Christian Brauner <brauner@xxxxxxxxxx> · Wed, 4 Dec 2024 12:30:31 +0100

On Tue, Dec 03, 2024 at 05:42:04PM +0100, Jan Kara wrote:
> On Tue 03-12-24 14:03:24, Amir Goldstein wrote:
> > On Tue, Dec 3, 2024 at 12:40 PM Karel Zak <kzak@xxxxxxxxxx> wrote:
> > > Thank you for working on this.
> > >
> > > On Thu, Nov 28, 2024 at 03:39:59PM GMT, Miklos Szeredi wrote:
> > > > To monitor an entire mount namespace with this new interface, watches need
> > > > to be added to all existing mounts.  This can be done by performing
> > > > listmount()/statmount() recursively at startup and when a new mount is
> > > > added.
> > >
> > > It seems that maintaining a complete tree of nodes on large systems
> > > with thousands of mountpoints is quite costly for userspace. It also
> > > appears to be fragile, as any missed new node (due to a race or other
> > > reason) would result in the loss of the ability to monitor that part
> > > of the hierarchy. Let's imagine that there are new mount nodes added
> > > between the listmount() and fanotify_mark() calls. These nodes
> > > will be invisible.
> > 
> > That should not happen if the monitor does:
> > 1. set fanotify_mark() on parent mount to get notified on new child mounts
> > 2. listmount() on parent mount to list existing children mounts
> 
> Right, that works in principle. But it will have all those headaches as
> trying to do recursive subtree watching with inotify directory watches
> (mounts can also be moved, added, removed, etc. while we are trying to
> capture them). It is possible to do but properly handling all the possible
> races was challenging to say the least. That's why I have my doubts whether
> this is really the interface we want to offer to userspace...
> 
> > > It would be beneficial to have a "recursive" flag that would allow for
> > > opening only one mount node and receiving notifications for the entire
> > > hierarchy. (I have no knowledge about fanotify, so it is possible that
> > > this may not be feasible due to the internal design of fanotify.)
> > 
> > This can be challenging, but if it is acceptable to hold the namespace
> > mutex while setting all the marks (?) then maybe.
> 
> So for mounts, given the relative rarity of mount / umount events and depth
> of a mount tree (compared to the situation with ordinary inodes and
> standard fanotify events), I think it might be even acceptable to walk up
> the mount tree and notify everybody along that path.

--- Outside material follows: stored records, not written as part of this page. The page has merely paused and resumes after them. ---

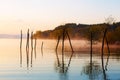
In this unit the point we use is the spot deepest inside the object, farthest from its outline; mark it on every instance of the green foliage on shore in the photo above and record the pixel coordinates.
(82, 31)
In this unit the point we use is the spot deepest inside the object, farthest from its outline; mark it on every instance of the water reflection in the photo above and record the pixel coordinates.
(92, 70)
(62, 67)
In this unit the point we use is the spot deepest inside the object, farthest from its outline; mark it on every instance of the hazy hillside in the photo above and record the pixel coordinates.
(81, 31)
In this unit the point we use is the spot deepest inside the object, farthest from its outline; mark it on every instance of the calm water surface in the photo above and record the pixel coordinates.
(48, 64)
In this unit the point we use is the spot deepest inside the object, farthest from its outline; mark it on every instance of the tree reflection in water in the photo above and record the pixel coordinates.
(93, 70)
(62, 67)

Mount trees can get pretty massive due to containers and mount
propagation. That's why propagate_umount() is so ugly because it's
optimized to deal with such cases.

But, I think that recursive watches have to be restricted to mount
namespaces anyway. Such that you can get notifications about all mount
and umounts in a specific mount namespace. That reigns in the problem
quite a bit.

> 
> > What should be possible is to set a mark on the mount namespace
> > to get all the mount attach/detach events in the mount namespace
> > and let userspace filter out the events that are not relevant to the
> > subtree of interest.

Yes, that's what I've been arguing for at LSFMM.